Alguns dias depois, em 10 de maio, diversas manifestações foram feitas em inúmeras cidades universitárias alemãs, com estudantes empunhando tochas. Obras consideradas contrárias ao Reich eram queimadas enquanto autoridades nazistas, assim como líderes universitários e professores faziam discursos fervorosos. Um deles era o filósofo Martin Heidegger, então recém empossado como reitor da Universidade de Freiburg: “Chamas, falem conosco, nos iluminem, mostrem-nos o caminho a partir do qual não há mais volta! Chamas acesas, queimem os corações!”
Queimado "vivo"
Mas foi em Berlim que uma multidão colossal de 40 mil pessoas se reuniu durante uma noite chuvosa na Bebelplatz — que, à época, ainda se chamava Kaiser-Franz-Josef-Platz, em homenagem ao imperador austro-húngaro Franz Josef (embora coloquialmente nunca tenha deixado de ser conhecida como Opernplatz, devido à presença do prédio da Ópera Estatal) onde presenciou um grupo de milhares de estudantes, de maneira praticamente simbólica, diante do prédio da biblioteca da Universidade Humboldt, e empilharam no centro da praça não só os exemplares apreendidos do instituto de Hirschfeld, como exemplares de todos os autores que faziam parte da lista negra, assim como diversas imagens e objetos de cunho sexual.
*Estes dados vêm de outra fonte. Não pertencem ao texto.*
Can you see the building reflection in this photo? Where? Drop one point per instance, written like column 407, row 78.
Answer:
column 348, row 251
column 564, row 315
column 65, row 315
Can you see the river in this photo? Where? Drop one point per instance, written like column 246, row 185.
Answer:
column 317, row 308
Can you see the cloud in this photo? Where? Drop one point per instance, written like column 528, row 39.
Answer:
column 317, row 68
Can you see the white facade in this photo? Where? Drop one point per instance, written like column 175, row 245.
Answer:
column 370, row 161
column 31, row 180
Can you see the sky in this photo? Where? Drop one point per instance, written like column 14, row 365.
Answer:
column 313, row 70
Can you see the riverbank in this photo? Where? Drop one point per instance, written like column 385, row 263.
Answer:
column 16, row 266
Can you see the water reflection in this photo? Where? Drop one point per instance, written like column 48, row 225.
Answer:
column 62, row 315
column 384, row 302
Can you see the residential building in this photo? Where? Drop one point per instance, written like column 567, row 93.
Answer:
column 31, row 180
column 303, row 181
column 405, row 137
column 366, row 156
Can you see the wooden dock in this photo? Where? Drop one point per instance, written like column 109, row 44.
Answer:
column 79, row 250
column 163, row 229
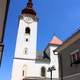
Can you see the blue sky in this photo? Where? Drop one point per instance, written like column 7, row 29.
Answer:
column 56, row 17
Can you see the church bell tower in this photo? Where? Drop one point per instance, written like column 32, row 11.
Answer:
column 25, row 50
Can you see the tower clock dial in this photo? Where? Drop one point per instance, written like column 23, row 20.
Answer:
column 28, row 19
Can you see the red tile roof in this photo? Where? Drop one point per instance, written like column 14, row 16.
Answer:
column 56, row 41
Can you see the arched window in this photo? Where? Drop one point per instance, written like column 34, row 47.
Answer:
column 43, row 72
column 24, row 71
column 27, row 30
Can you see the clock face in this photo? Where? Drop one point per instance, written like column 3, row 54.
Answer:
column 28, row 19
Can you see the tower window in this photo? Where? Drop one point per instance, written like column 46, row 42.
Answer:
column 27, row 30
column 25, row 51
column 43, row 72
column 24, row 73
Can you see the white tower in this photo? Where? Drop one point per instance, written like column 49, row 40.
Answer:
column 25, row 51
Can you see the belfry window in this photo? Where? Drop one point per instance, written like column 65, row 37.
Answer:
column 43, row 72
column 27, row 30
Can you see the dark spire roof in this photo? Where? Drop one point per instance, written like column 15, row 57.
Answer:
column 29, row 8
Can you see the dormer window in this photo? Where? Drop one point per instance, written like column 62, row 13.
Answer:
column 27, row 30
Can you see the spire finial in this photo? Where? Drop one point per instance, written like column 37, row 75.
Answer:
column 29, row 4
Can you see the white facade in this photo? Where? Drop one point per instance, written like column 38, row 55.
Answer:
column 24, row 62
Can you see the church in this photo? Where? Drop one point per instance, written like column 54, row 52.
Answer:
column 28, row 63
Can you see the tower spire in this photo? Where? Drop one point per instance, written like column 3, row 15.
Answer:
column 29, row 4
column 29, row 9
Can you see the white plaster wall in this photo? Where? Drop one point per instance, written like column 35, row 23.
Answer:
column 54, row 61
column 33, row 70
column 21, row 43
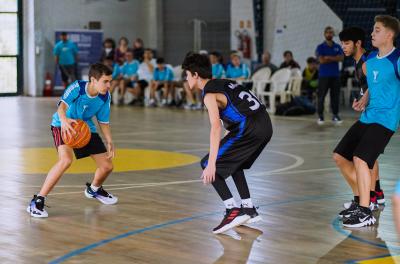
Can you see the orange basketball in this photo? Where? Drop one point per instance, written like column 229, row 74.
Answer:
column 81, row 137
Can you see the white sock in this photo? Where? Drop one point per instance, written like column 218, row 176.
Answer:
column 230, row 203
column 247, row 203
À meia-noite, Goebbels então se postou diante da multidão e fez um discurso, com o perdão do trocadilho não-intencional, inflamado: “A era do intelectualismo judeu exagerado ainda não terminou. (...) O alemão do futuro não será apenas um homem de livros, mas um homem de caráter. É para isto que queremos educá-los. E é por isso que agora, à meia-noite, vocês estão certíssimos em manter para o fogo o espírito perverso do passado. (...) Se vocês estudantes assumirem o direito de jogar esta sujeira intelectual nas chamas, vocês também precisam assumir a responsabilidade de retirar este lixo do caminho para obras verdadeiramente alemãs. O nacional-socialismo preparou o terreno. A alma popular alemã pode novamente se expressar. (...) Essas chamas não estão apenas iluminando o fim de uma era; eras estão dando luz a uma nova! (...) O antigo queima nas chamas, e o novo será forjado a partir das chamas em nossos corações”.
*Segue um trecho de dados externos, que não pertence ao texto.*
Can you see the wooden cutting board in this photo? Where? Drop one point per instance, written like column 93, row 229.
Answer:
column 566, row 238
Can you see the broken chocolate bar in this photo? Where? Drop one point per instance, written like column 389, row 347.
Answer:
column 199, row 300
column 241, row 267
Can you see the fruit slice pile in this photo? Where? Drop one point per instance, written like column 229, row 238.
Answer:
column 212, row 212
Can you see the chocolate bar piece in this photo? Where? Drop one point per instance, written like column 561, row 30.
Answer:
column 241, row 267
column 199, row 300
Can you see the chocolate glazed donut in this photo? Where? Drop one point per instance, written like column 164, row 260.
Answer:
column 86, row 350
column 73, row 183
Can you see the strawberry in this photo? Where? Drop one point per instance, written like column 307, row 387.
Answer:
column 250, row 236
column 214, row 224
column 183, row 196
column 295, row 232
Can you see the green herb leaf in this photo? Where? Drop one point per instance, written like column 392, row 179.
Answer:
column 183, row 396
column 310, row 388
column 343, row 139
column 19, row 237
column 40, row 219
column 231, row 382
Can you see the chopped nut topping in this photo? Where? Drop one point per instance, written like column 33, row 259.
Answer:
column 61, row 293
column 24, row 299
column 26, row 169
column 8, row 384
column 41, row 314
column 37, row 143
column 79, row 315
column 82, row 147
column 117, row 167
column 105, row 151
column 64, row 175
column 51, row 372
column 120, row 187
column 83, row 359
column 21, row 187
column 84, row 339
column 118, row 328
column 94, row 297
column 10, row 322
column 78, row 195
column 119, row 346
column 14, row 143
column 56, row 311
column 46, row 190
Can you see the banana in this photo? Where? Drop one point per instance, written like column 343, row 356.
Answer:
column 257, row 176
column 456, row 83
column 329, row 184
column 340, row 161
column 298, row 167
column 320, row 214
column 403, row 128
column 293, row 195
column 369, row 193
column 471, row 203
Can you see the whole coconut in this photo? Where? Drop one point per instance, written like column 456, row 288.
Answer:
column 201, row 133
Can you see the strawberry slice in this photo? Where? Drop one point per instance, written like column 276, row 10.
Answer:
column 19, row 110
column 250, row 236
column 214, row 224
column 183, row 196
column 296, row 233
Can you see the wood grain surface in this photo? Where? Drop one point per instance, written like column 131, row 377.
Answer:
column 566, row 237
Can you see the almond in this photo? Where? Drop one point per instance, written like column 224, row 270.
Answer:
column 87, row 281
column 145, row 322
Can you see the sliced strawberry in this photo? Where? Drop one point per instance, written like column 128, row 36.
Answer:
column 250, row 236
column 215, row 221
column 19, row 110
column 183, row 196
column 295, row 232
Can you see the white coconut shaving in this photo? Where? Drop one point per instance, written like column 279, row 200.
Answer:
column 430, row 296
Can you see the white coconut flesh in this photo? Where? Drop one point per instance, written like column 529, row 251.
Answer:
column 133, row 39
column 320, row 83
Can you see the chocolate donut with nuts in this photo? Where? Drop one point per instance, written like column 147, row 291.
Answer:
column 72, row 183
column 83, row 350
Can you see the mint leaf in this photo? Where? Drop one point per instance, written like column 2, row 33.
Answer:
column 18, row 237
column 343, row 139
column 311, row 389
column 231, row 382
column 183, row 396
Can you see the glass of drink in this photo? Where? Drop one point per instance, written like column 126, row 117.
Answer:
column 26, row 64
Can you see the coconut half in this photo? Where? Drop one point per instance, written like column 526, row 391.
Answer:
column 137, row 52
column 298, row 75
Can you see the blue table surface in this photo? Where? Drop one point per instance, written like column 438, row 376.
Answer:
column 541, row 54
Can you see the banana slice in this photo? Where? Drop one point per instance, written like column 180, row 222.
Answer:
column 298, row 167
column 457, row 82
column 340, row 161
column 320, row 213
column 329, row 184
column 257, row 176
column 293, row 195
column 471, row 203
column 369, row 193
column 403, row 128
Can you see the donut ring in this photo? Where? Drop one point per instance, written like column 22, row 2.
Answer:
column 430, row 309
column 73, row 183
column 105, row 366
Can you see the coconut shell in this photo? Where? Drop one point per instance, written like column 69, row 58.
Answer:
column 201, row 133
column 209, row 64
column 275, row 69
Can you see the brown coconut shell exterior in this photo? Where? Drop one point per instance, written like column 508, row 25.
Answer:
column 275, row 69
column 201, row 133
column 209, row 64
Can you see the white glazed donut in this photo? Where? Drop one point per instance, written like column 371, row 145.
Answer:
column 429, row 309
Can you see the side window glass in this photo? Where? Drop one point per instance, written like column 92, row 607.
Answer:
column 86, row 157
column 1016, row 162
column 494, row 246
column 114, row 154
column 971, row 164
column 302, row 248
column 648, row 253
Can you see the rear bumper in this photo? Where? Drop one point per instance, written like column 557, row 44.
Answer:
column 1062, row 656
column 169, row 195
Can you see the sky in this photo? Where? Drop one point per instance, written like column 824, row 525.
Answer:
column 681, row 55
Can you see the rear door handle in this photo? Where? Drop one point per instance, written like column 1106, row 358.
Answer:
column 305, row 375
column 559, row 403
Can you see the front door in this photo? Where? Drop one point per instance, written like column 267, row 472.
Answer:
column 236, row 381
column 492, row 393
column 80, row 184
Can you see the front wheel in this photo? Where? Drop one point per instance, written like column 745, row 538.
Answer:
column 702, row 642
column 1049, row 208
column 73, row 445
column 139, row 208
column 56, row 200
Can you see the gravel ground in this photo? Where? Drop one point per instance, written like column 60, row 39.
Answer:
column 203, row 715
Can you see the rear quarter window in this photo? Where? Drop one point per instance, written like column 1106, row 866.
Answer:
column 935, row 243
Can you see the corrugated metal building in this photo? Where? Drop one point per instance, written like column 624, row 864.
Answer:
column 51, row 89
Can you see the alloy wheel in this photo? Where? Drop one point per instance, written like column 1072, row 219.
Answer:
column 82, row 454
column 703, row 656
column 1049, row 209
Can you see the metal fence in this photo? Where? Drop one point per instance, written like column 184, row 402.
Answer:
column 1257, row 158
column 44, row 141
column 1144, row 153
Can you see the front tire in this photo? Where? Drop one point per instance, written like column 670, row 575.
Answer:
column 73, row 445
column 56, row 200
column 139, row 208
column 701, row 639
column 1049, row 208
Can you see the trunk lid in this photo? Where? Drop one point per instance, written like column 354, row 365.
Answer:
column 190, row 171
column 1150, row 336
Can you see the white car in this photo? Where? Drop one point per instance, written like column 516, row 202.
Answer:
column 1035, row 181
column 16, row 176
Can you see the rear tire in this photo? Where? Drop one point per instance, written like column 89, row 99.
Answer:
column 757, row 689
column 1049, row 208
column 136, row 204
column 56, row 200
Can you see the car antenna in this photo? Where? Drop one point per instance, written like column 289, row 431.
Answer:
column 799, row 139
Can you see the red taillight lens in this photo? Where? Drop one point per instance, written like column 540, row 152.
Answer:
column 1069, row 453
A chuva não dava trégua, e os bombeiros foram obrigados a jogar gasolina na fogueira para mantê-la acesa, enquanto os estudantes se empenhavam com aquele fervor que só a imaturidade ideológica juvenil consegue proporcionar. Um dos poucos autores a presenciar suas próprias obras sendo queimadas — já que a maior parte deles já tinha ou sido morta ou fugido do país — foi Erich Kästner, que observou silenciosamente o ocorrido, chegando até mesmo a ser reconhecido em em meio à multidão, que praticamente nem se deu conta de sua presença enquanto cantava de maneira praticamente hipnótica a “Horst-Wessel-Lied”, o hino oficial da SA e do Partido Nazista.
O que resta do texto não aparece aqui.